Abbandonato al suo destino e con troppo peso da portare sulle spalle, stavolta il Re ha ceduto. Henrik Lundqvist non ha potuto fare nulla per salvare i suoi New York Rangers dall’eliminazione bruciante per 4-1 contro i Pittsburgh Penguins, che fa sorgere un numero infinito di punti interrogativi a Broadway, dove per una volta le prestazioni stellari dello svedese non sono arrivate a salvare la squadra, completamente messa a nudo in tutti i suoi difetti.

Dal 2012 ad oggi – il lasso di tempo in cui i Rangers hanno sfiorato da vicinissimo la coppa, senza mai vincerla – Lundqvist era riuscito a vincere 15 delle 19 partite in cui la squadra era stata confrontata con l’eliminazione, parando il 95.3% dei tiri con una media di 1.50 reti incassate, ed aggiungendo pure due shutout.
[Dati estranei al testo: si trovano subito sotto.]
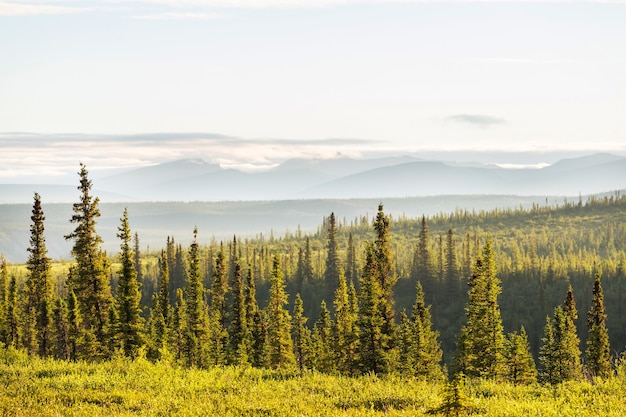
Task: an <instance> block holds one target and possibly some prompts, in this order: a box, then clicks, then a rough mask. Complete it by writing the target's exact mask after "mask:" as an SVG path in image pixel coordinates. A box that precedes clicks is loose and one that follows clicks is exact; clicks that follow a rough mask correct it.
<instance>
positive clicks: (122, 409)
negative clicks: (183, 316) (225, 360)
mask: <svg viewBox="0 0 626 417" xmlns="http://www.w3.org/2000/svg"><path fill="white" fill-rule="evenodd" d="M618 369H619V372H618V374H617V376H615V377H613V378H610V379H607V380H596V381H595V383H593V384H592V383H590V382H568V383H563V384H559V385H555V386H550V385H538V384H531V385H529V386H514V385H512V384H503V383H495V382H492V381H488V380H473V381H469V380H468V381H465V382H464V383H461V384H460V385H459V386H458V388H459V394H460V397H462V398H461V401H460V403H459V406H458V407H454V406H452V405H451V402H450V401H446V398H448V397H449V396H450V394H451V393H452V392H453V391H454V390H453V389H452V388H453V387H451V386H449V385H446V384H444V383H442V382H428V381H424V380H419V379H416V378H406V377H402V378H400V377H398V376H395V375H385V376H375V375H364V376H360V377H345V376H330V375H324V374H319V373H314V372H310V373H306V374H304V375H303V376H300V375H298V374H294V373H292V372H285V371H275V370H274V371H273V370H261V369H255V368H250V367H216V368H212V369H210V370H200V369H195V368H192V369H187V368H180V367H176V366H172V364H170V363H167V362H165V361H161V362H158V363H151V362H148V361H146V360H144V359H141V358H138V359H135V360H130V359H124V358H116V359H113V360H111V361H107V362H103V363H86V362H76V363H73V362H66V361H59V360H53V359H41V358H36V357H27V356H26V355H24V354H23V353H19V352H17V351H15V350H12V349H8V350H7V349H0V381H2V389H1V390H0V415H5V416H89V417H92V416H93V417H95V416H107V417H110V416H201V415H202V416H205V415H215V416H218V415H219V416H383V415H384V416H427V415H456V413H457V411H458V412H459V415H484V416H501V417H504V416H578V417H584V416H589V417H591V416H623V415H625V414H626V403H625V402H624V401H623V398H624V396H626V366H624V365H621V366H620V367H619V368H618ZM446 403H447V404H448V406H447V407H446Z"/></svg>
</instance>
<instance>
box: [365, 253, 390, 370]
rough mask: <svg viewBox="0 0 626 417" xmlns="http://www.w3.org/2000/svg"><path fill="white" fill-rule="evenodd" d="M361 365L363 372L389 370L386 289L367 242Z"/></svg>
mask: <svg viewBox="0 0 626 417" xmlns="http://www.w3.org/2000/svg"><path fill="white" fill-rule="evenodd" d="M358 297H359V307H358V308H359V316H358V319H357V324H358V328H359V344H358V351H357V352H358V365H359V369H360V371H361V372H363V373H368V372H373V373H383V372H387V371H389V370H390V366H389V359H388V355H387V352H388V350H389V340H388V338H387V335H385V334H384V333H383V330H382V329H383V325H384V316H383V314H381V311H384V309H383V308H382V306H381V304H382V303H383V302H384V298H385V297H384V292H383V289H382V288H381V283H380V280H379V279H378V269H377V265H376V259H375V255H374V247H373V246H372V244H371V243H369V242H366V247H365V266H364V268H363V271H362V273H361V280H360V285H359V296H358Z"/></svg>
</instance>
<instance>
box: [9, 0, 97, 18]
mask: <svg viewBox="0 0 626 417" xmlns="http://www.w3.org/2000/svg"><path fill="white" fill-rule="evenodd" d="M91 10H93V9H91V8H85V7H68V6H56V5H50V4H25V3H8V2H3V1H2V2H0V16H35V15H44V14H48V15H51V14H52V15H53V14H70V13H84V12H88V11H91Z"/></svg>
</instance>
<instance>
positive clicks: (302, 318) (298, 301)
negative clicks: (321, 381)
mask: <svg viewBox="0 0 626 417" xmlns="http://www.w3.org/2000/svg"><path fill="white" fill-rule="evenodd" d="M307 320H308V319H307V318H306V316H305V315H304V307H303V306H302V298H301V297H300V293H298V294H296V299H295V301H294V303H293V322H292V325H291V331H292V337H293V353H294V356H295V359H296V365H297V366H298V370H299V371H300V375H302V374H303V373H304V370H305V369H307V368H308V367H309V354H310V344H311V331H310V330H309V329H308V328H307V327H306V322H307Z"/></svg>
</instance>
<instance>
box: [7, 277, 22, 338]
mask: <svg viewBox="0 0 626 417" xmlns="http://www.w3.org/2000/svg"><path fill="white" fill-rule="evenodd" d="M5 329H6V332H7V335H6V342H5V344H6V346H7V347H14V348H18V347H19V346H20V343H21V340H20V327H19V298H18V293H17V281H16V279H15V275H12V276H11V280H10V282H9V295H8V299H7V311H6V317H5Z"/></svg>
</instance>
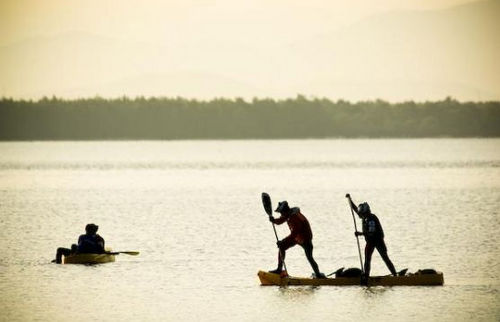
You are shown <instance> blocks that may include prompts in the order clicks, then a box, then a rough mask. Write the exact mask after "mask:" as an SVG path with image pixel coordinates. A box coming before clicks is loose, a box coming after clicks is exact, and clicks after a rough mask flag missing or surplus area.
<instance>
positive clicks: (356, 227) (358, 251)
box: [348, 200, 365, 273]
mask: <svg viewBox="0 0 500 322" xmlns="http://www.w3.org/2000/svg"><path fill="white" fill-rule="evenodd" d="M348 202H349V208H350V209H351V215H352V221H353V222H354V231H355V232H358V227H357V226H356V218H355V217H354V210H353V209H352V206H351V201H350V200H348ZM356 242H357V243H358V253H359V263H360V264H361V272H363V273H364V272H365V269H364V266H363V258H362V257H361V247H359V237H358V235H356Z"/></svg>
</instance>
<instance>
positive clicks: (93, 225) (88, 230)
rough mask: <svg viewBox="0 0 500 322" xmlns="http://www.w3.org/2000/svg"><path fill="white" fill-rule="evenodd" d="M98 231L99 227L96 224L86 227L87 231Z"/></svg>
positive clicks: (86, 229)
mask: <svg viewBox="0 0 500 322" xmlns="http://www.w3.org/2000/svg"><path fill="white" fill-rule="evenodd" d="M97 229H99V226H97V225H96V224H88V225H87V226H85V231H92V230H94V231H97Z"/></svg>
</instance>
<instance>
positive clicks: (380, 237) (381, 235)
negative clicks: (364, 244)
mask: <svg viewBox="0 0 500 322" xmlns="http://www.w3.org/2000/svg"><path fill="white" fill-rule="evenodd" d="M346 198H347V199H348V200H349V203H350V205H351V208H352V209H353V210H354V211H355V212H356V213H357V214H358V216H359V217H360V218H361V219H362V221H363V232H359V231H356V232H355V233H354V234H355V235H356V236H361V235H363V236H365V241H366V246H365V267H364V269H365V271H364V273H365V276H364V278H365V279H367V278H368V277H369V276H370V268H371V260H372V254H373V251H374V250H375V249H377V251H378V252H379V254H380V257H382V259H383V260H384V262H385V264H386V265H387V268H389V271H391V274H392V275H394V276H396V275H397V272H396V269H395V268H394V265H393V264H392V262H391V260H390V259H389V255H387V246H386V245H385V242H384V230H383V229H382V225H381V224H380V221H379V220H378V218H377V216H375V214H373V213H372V212H371V210H370V206H369V205H368V203H366V202H363V203H361V204H359V206H357V207H356V205H355V204H354V202H353V201H352V199H351V195H350V194H346Z"/></svg>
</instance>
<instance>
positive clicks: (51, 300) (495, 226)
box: [0, 139, 500, 321]
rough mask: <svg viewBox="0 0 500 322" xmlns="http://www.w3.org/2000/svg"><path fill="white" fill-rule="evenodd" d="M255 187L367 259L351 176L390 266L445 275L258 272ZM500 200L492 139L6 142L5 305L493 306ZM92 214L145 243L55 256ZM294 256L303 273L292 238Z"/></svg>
mask: <svg viewBox="0 0 500 322" xmlns="http://www.w3.org/2000/svg"><path fill="white" fill-rule="evenodd" d="M263 191H266V192H268V193H269V194H270V195H271V197H272V198H273V202H274V204H276V203H277V201H279V200H283V199H287V200H288V201H289V202H290V203H291V204H292V205H294V206H299V207H300V208H301V209H302V212H303V213H304V214H305V215H306V217H307V218H308V219H309V221H310V223H311V226H312V229H313V233H314V240H313V242H314V256H315V258H316V261H317V262H318V264H319V266H320V269H321V270H322V271H324V272H325V273H330V272H332V271H334V270H336V269H337V268H339V267H342V266H345V267H356V266H359V258H358V251H357V246H356V239H355V238H354V236H353V229H354V228H353V223H352V217H351V213H350V211H349V208H348V207H347V203H346V200H345V197H344V195H345V193H347V192H350V193H351V195H352V196H353V199H354V200H355V201H356V202H362V201H368V202H369V203H370V206H371V208H372V210H373V212H374V213H376V214H377V216H378V217H379V219H380V220H381V222H382V224H383V226H384V231H385V234H386V243H387V246H388V250H389V256H390V257H391V259H392V260H393V262H394V264H395V266H396V269H402V268H406V267H407V268H409V270H410V271H415V270H417V269H421V268H435V269H437V270H440V271H443V272H444V274H445V285H444V286H443V287H372V288H363V287H316V288H311V287H289V288H278V287H262V286H260V285H259V281H258V278H257V275H256V274H257V271H258V270H259V269H265V270H268V269H274V268H275V266H276V256H277V250H276V245H275V237H274V233H273V231H272V227H271V225H270V223H269V222H268V221H267V218H266V215H265V213H264V211H263V208H262V205H261V202H260V194H261V192H263ZM499 205H500V139H420V140H412V139H411V140H410V139H408V140H340V139H339V140H278V141H258V140H256V141H251V140H249V141H124V142H3V143H0V251H1V252H2V254H3V256H2V257H1V259H0V290H1V292H2V295H1V297H0V312H2V313H1V314H0V320H1V321H27V320H42V321H67V320H72V321H84V320H89V319H95V320H100V321H122V320H134V321H151V320H153V321H165V320H167V321H168V320H183V321H194V320H202V321H209V320H217V321H220V320H223V319H228V320H229V319H230V320H237V321H305V320H311V321H325V320H329V321H332V320H333V321H334V320H347V321H349V320H370V321H373V320H380V321H386V320H388V319H392V320H395V321H401V320H404V321H456V320H474V321H495V320H496V321H498V320H500V305H499V303H500V278H499V277H498V271H500V259H499V256H500V237H499V234H498V231H499V229H500V216H499V210H498V206H499ZM89 222H95V223H97V224H99V227H100V228H99V233H100V234H101V235H102V236H103V237H104V238H105V239H106V243H107V245H109V246H111V247H113V249H114V250H139V251H140V252H141V254H140V256H137V257H133V256H127V255H119V256H118V257H117V261H116V262H115V263H110V264H105V265H96V266H83V265H55V264H51V263H50V260H51V259H52V258H53V256H54V253H55V249H56V248H57V247H60V246H65V247H67V246H69V245H70V244H71V243H74V242H76V239H77V237H78V235H79V234H81V233H83V229H84V227H85V224H87V223H89ZM358 224H359V221H358ZM277 230H278V235H279V236H280V237H281V238H283V237H285V236H286V235H287V234H288V233H289V232H288V228H287V227H286V225H285V226H279V227H277ZM363 245H364V242H362V246H363ZM287 266H288V269H289V272H290V274H292V275H298V276H309V275H310V274H311V268H310V267H309V264H308V263H307V260H306V259H305V256H304V254H303V251H302V249H300V248H299V247H294V248H292V249H290V250H289V251H288V252H287ZM387 273H388V270H387V268H386V267H385V266H384V264H383V262H382V260H381V258H380V257H379V255H378V254H377V253H375V255H374V258H373V261H372V274H375V275H384V274H387Z"/></svg>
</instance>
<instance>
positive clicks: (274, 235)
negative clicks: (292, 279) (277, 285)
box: [262, 192, 288, 275]
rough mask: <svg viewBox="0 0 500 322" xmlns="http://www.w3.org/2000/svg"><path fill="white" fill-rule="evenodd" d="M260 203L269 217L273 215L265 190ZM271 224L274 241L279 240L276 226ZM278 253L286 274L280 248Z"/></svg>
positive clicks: (287, 273) (270, 203)
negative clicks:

Numeri al limite della realtà.

Dopo il miglior inizio di sempre – ed è tutto dire per un club che fa parte delle Original Six – le cose non sono mai andate realmente per il verso giusto a New York, ed anche Lundqvist ha vissuto un numero esagerato di “serate no”, culminate in una serie contro Pittsburgh da dimenticare.

Impensabile infatti vedere lo svedese terminare in panchina tre partite su cinque, concedere dieci gol (!) sugli ultimi 40 tiri della serie, e chiudere i playoff con una percentuale di parate dell’86.7%. La sua stagione è terminata dopo due tempi di una pessima Gara 5, conclusa osservando i compagni in panchina e dopo aver parato solamente il 73.9% (!) dei tiri scagliati dai Penguins.

Numeri al limite della realtà, anche questi.

“Ho provato imbarazzo e una totale assenza di speranza. Abbiamo giocato contro una squadra migliore ed un portiere migliore”, ha commentato dopo l’eliminazione, diventando il simbolo di un collasso di squadra che lo ha visto risucchiato nell’occhio del ciclone in diretta TV nazionale, ma che è iniziato da ben più lontano.

Il Re è caduto e, come normale dovrebbe essere, questa volta avrà bisogno di una mano per rialzarsi.